ヨハクにはその直情的なことが懐かしく思えてうれしくなった。寝ていたので体感的には昨日のあったぐらいの感覚なのだが……。
それよりもうれしいことにどうやらグリとゴンの二人も一緒にいるらしい!
次々と電話口に出てくれた。
「おおっ、ヨハク無事だったか、心配させやがて、この野郎」とゴンがいつものノリで答えくれた。
「僕は、最初から、ヨハクが、無事だと、信じて、ました。変わり、ます」とグリが途切れ途切れに答えるのに不審に思っていると、電話の向こうから「グリ泣くなよ」「泣いてねーし」という会話が聞こえてきた。
その後ミリオにまた電話が変わり、ヨハク今までのこと、といっても先ほどまで寝ていたのでたいしたことはないが、アイリスに出会ったこと、害虫(ペスター)に襲われたことや少々恥ずかしいが、どうやら力に目覚めたことなどを話した。
そしたら、ヨハクの予想通り案の定だった。
「ヨハク、目覚める前に目を覚ませ」とミリオの真面目な口調に、電話の向こうから吹き出す声をが聞こえてくる。
「ブッ!!ミリオ、まあそういってやるなよ。10日間も昏睡してたんだ、そういう夢もみるさ」
「中二乙。俺の涙、返せよ」
「やっぱり泣いてたんじゃないかよ!」
「泣いてねーし!」
う~ん、やっぱり信じてもらえないよね。どうしたらいいのかなとヨハクが悩んでいたら、電話口がゴソゴソとしていた。
「おおっ、ヨハクさんや」
どうやら、グリに変わったらしい。
「ヨハクさん、僕はねぇ、君のことを信じたい気持ちでいっぱいだよ」
日ごろ“さん”づけなどしないし、嘘くさい口調だったが、とりあえず「ありがとう」とヨハクは応えた。
「でもね、あまりにも中二すぎることだ。理性がそれを邪魔するのさ。つまりね、証明してほしいんだよ。アイリスたんという少女と会い、その能力に目覚めたことを」
証明、グリのいうことは最もだった。自分でも見せてみろというだろう。しかし、光るベレッタを見せたところで、エフェクトと言われそうだし、本当なら害虫(ペスター)を倒すところを見せるのがいいのだろうが、極力出会いたくはないし。
思案にくれるヨハクに、妙に熱っぽい声をしたグリが提案をしてきた。
「そこでだよ、ヨハクさん。
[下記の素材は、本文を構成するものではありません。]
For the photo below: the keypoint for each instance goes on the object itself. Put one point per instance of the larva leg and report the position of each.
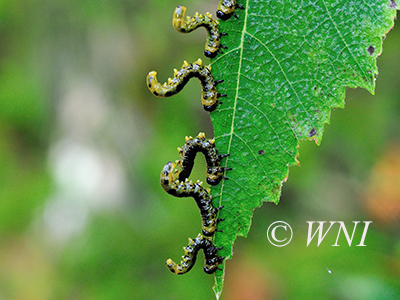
(226, 9)
(209, 94)
(213, 44)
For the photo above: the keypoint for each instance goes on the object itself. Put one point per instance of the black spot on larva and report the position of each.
(371, 50)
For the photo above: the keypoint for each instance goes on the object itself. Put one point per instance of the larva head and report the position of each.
(212, 107)
(178, 17)
(214, 179)
(168, 175)
(173, 267)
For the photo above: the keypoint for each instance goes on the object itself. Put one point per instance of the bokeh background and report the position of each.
(82, 143)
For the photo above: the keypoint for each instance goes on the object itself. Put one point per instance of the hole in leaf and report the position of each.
(312, 132)
(371, 50)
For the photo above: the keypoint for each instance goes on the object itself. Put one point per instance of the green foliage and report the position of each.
(287, 65)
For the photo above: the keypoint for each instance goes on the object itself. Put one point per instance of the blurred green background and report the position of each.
(82, 143)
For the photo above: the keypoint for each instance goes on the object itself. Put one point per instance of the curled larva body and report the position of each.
(211, 260)
(206, 146)
(187, 188)
(213, 44)
(209, 94)
(226, 9)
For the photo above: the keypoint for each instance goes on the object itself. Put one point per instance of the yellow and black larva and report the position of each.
(209, 94)
(226, 9)
(213, 44)
(211, 260)
(213, 159)
(187, 188)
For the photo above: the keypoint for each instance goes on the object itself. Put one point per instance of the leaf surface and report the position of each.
(287, 64)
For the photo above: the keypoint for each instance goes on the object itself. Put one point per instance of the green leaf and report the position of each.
(287, 64)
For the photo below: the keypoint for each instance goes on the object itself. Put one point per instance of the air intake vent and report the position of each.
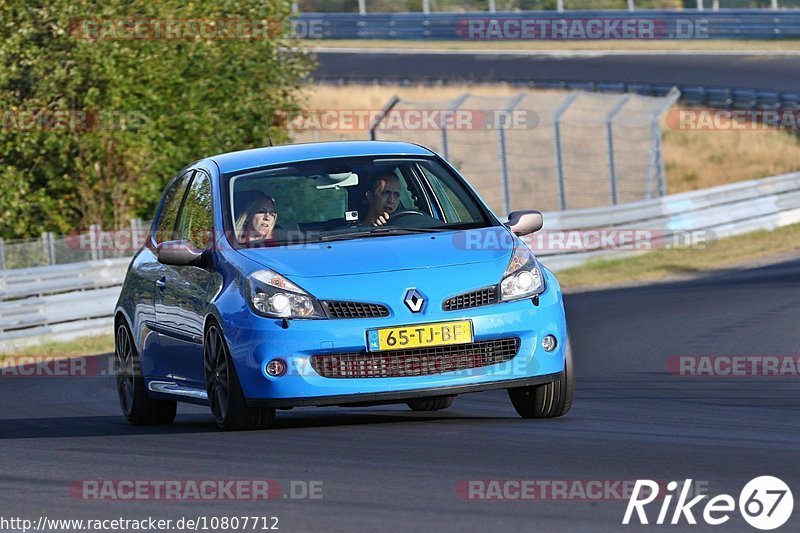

ここはやはりアイリスたんの存在の証明が必要なんじゃないかな!」
そういうことか、とヨハクは思った。
「電話口に、いや外人さんなんだっけ? 写真。そう写真だよ、パシャってLIONで送ってよ!信じるよ、そうしたら、俺信じるよ、ヨハクさん!」とグリはまくしたててきた。
アイリスの写真を送ってと言われてもなぁ、小さい子とはいえ、女の子に写真を撮らせてくれと頼むのは気恥ずかしい。アイリスはなんというか、「いいわよ」と気にもせず言ってくれる気もするし、「何を考えてるの?」と冷たくあしらわれる気もするしなぁ、とヨハクがヤキモキしていると、シューティングレンジから、「ああっ、もう!」というアイリスの声が届いてきた。
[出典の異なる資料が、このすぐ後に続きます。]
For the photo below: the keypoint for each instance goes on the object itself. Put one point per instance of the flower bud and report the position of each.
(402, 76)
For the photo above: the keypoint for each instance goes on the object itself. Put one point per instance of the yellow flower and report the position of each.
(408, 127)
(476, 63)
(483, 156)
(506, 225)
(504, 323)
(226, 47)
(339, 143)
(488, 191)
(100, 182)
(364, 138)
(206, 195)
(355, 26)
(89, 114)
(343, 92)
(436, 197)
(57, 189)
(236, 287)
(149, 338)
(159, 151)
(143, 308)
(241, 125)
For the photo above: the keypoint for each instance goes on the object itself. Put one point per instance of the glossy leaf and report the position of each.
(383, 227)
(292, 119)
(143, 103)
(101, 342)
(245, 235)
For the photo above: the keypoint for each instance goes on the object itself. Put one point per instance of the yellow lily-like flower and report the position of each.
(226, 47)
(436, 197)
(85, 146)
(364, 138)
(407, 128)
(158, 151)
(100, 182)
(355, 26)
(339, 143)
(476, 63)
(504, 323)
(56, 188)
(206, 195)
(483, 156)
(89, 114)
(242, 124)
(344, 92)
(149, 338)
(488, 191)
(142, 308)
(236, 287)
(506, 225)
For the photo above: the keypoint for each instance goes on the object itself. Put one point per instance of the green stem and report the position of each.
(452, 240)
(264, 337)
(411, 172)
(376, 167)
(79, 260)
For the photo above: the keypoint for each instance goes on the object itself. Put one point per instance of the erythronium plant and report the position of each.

アイリスが何かしているらしい。そろそろ戻ったほうがよさそうだ。
「ヨハク、グリがすまんな」
ちょうどミリオに変わったようだ。電話の向こうから、ああっ、アイリスたんとグリの声が聞こえてきて、なんだが笑えた。
ヨハクは、そろそろ電話を切ることを告げた
「分かった。1日に一度は連絡を取り合おう。基本正午で。ヨハクまだ電気は使えている、充電はこまめにしてくれ」
「分かったよ、ミリオ。その色々と……いや、グリにアイリスには撮らせてもらえるよう頼んでみるって伝えてくれ。」
ありがとう。そう言おうとしたが、なんだか照れ臭くてヨハクは誤魔化すようにそう言った。
「そちらは問題ない、と言いたいところだが、じつは俺も気になってる。自称妖精さんだろ?俺のノーズアートになるかもしれんしな。期待しているよ」
そうミリオは笑いながら、電話を切った。
ツゥーツゥーという切断音を、ヨハクは安堵の気持ちとともにスマホを操作して切った。
目が覚めてから様々なことがあって、緊張しっぱなしだったが、久しぶりに皆と馬鹿話も出来て、なんだが日常の一部が帰ってきた気がした。
この分なら、店長さんや奥さんも隠れていて生きているかもしれない。
そんな期待をしながら、ヨハクはシューティングレンジへと戻った。
ヨハクが戻ると、もぅ!と怒りながら、アイリスが緑色の木箱をちょうど蹴り飛ばしているところだった。
髪色は派手だが、見た目は妖精のように可愛く、良いところのお嬢様といった感じなのだが、こういうガサツというか乱暴なところがあるんだよな。朝霞さんなら、清楚な見た目そのままに、こんなことはしないなとヨハクは思った。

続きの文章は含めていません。